Running in an incessant loop on some TVs at the Beverly Center store recently were promotional trailers for Sony Pictures' "Spider-Man 2." Others showed documentaries from high-definition cable channels. There were racks of DVDs, also from the movie division, including last year's flop, "Gigli."

"I think we actually sold two of them," said salesman Nick Gronow, 26, clad in the SonyStyle uniform of black slacks and gray pullover.

Customers were a mix of families who wandered in and teenagers and young adults who came to Beverly Center specifically to visit SonyStyle.

Stephanie Guilford, 18, of Marina del Rey, fits the profile the company is trying to reach. "Sony is such high quality that I'm willing to drive a ways to come here," said Guilford, who was looking at components for her home theater setup.

She bought an integrated home theater amplifier and DVD player for $999.

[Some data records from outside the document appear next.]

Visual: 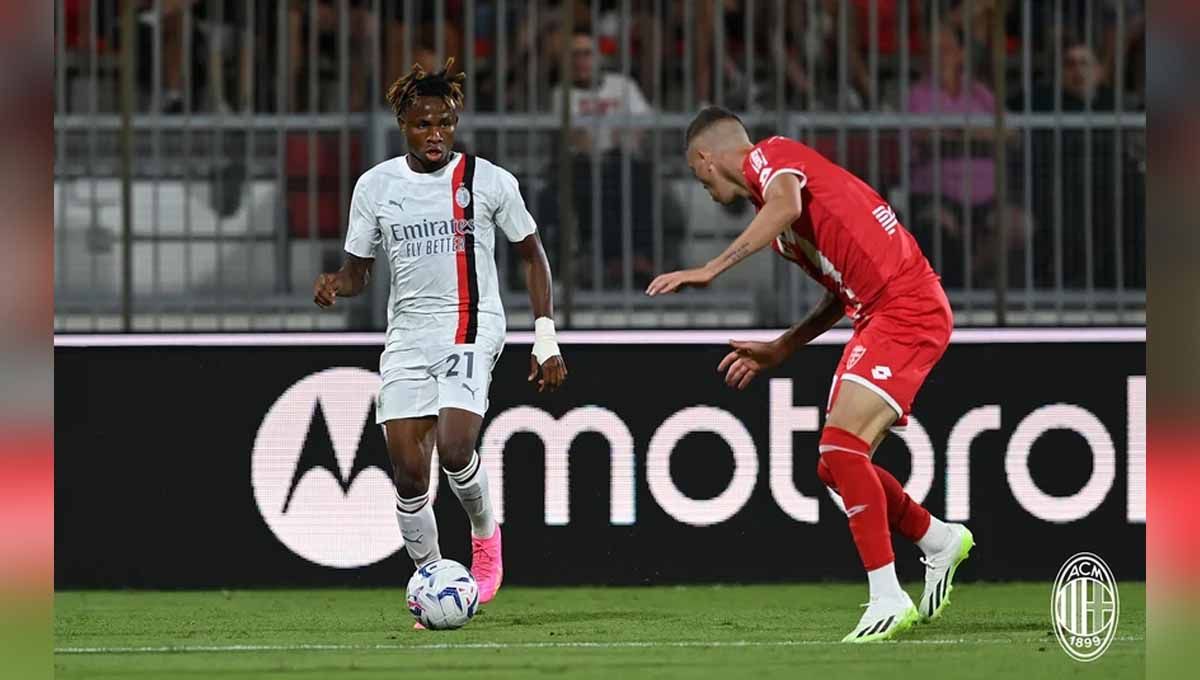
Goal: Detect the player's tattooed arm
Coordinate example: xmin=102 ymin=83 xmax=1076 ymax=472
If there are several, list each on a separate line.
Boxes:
xmin=706 ymin=173 xmax=803 ymax=278
xmin=646 ymin=173 xmax=803 ymax=296
xmin=313 ymin=253 xmax=374 ymax=307
xmin=775 ymin=290 xmax=846 ymax=356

Breanna Freeman, 27, a UCLA medical student living in Inglewood, was harder to please. She arrived with Web page printouts detailing a hand-held digital recorder she wanted.

"I have to check prices at other places before I buy," she said.

Staff members, who aren't paid commissions, were affable and knowledgeable. And capable of breaking the rules.

"One night we were bored and switched to the basketball playoffs" on the big-screen TV, said a salesman who didn't want his name used.

Suddenly the "boys' club" dreaded by Fasulo was born.

"You should have seen the crowd," the salesman said, "that suddenly gathered at the front window."